After the NOBC was allotted only 30% of their requested funding for 1970 by the United States Conference of Catholic Bishops and after Cardinal O'Boyle announced his retirement, a delegation of Black Catholics led by the NBCLC president brought their grievances to the Vatican in 1971. They informed Deputy Secretary of State Abp Giovanni Benelli that the American bishops had been "lying" to Rome about the state of Black Catholicism. They demanded that a Black man be appointed as the next Archbishop of Washington, D.C., an African-American rite be created, and an African-American cardinal be named.
That same year, the NBSC, NOBC, and various Black Catholic laypeople spearheaded a national campaign to stop the mass closings of Catholic schools in urban and predominantly Black communities. In many cases, neglected and/or to-be-shuttered Black Catholic schools were adapted as community-led institutions. Much like the period some 125 years prior, Black nuns led a movement to educate Black children in a time when the American and Catholic White hierarchy did not seem to care to.
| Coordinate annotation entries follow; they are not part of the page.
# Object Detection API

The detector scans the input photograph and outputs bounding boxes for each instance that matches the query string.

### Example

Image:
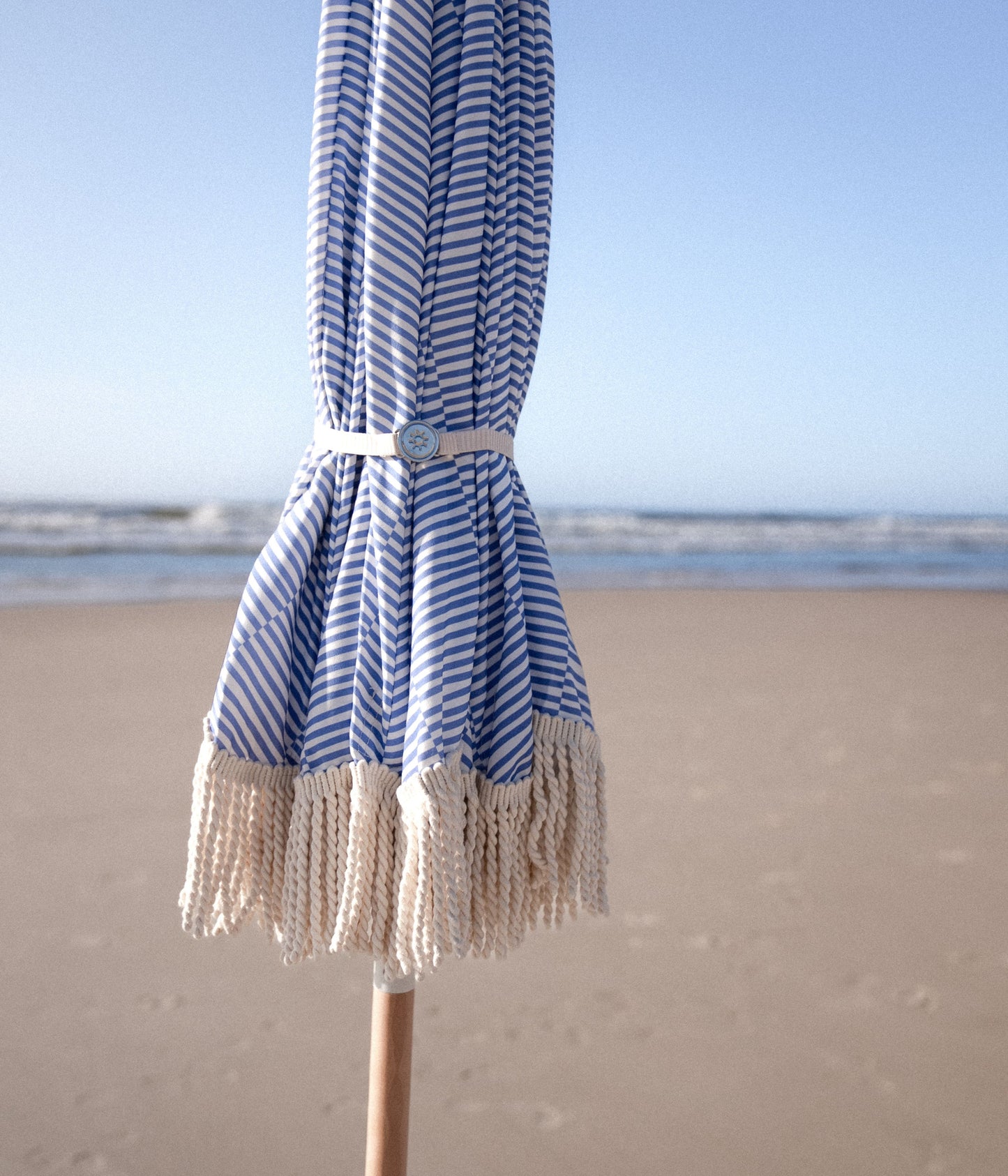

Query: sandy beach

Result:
[0,590,1008,1176]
During this same period, Black Catholic ministries began to pop up in dioceses around the country, often in response to hostile conditions and with pushback from many Black Catholics themselves.
The unrest extended into seminaries as well. At the Josephites', tensions between the more race-conscious Black students/members and their White peers, as well as with teachers/elders boiled over into open hostility. Many students left the seminary and a number of Josephite priests resigned. By 1971, the seminary had closed for studies. To this day, Josephite seminarians study at nearby universities, and their vocations from Black Americans has never recovered.
A wave of resignations by priests occurred across Black Catholicism in the 1970s and coincided with a general nadir of American Catholicism overall. Catholics of all races began lapsing in droves. Between 1970 and 1975, hundreds of Black Catholic seminarians, dozens of Black Catholic priests, and 125 Black nuns left their posts, including NBCS foundress Sr. Martin de Porres Grey in 1974. Up to 20% of Black Catholics stopped practicing.

New organizations, major thinkers and USCCB letter (late 1970s)

Even with the decline in vocations and lay practice during the 1970s, various new national Black Catholic organizations emerged by the end of the decade.
During the early to mid-1970s, the various Black Catholic diocesan offices/ministries began to gain official recognition and approval. In 1976 their leaders formed a consortium known as the National Association of Black Catholic Administrators. The next year, the NOBC became a member, and eventually the NABCA subsumed the NOBC altogether.
The Black Catholic Theological Symposium, a yearly gathering dedicated to the promotion of Black Catholic theology, emerged in 1978 in Baltimore. From it has come some of the leading voices not only in Black Catholic theology, but in Womanist and Black theology as well: a founder of one of the watershed organizations of the latter movement was the aforementioned Fr Lucas. Writers such as Dr Diana L. Hayes, Dr M. Shawn Copeland, Sr Jamie T. Phelps, Fr Cyprian Davis, and Servant of God Thea Bowman have had an immeasurable influence in advancing the cause of Black Catholic history, theology, theory, and liturgy.
The next year in 1979, the Institute for Black Catholic Studies was founded at Xavier University of Louisiana. Every summer since, it has hosted a variety of accredited courses on Black Catholic theology, ministry, ethics, and history, offering a Continuing Education and Enrichment program, as well as a Master of Theology degree. It is "the only graduate theology program in the western hemisphere taught from a Black Catholic perspective".
That same year, the USCCB issued a pastoral letter dissecting and condemning racism, entitled "Brothers and Sisters to Us", for the first time addressing the issue in a group publication.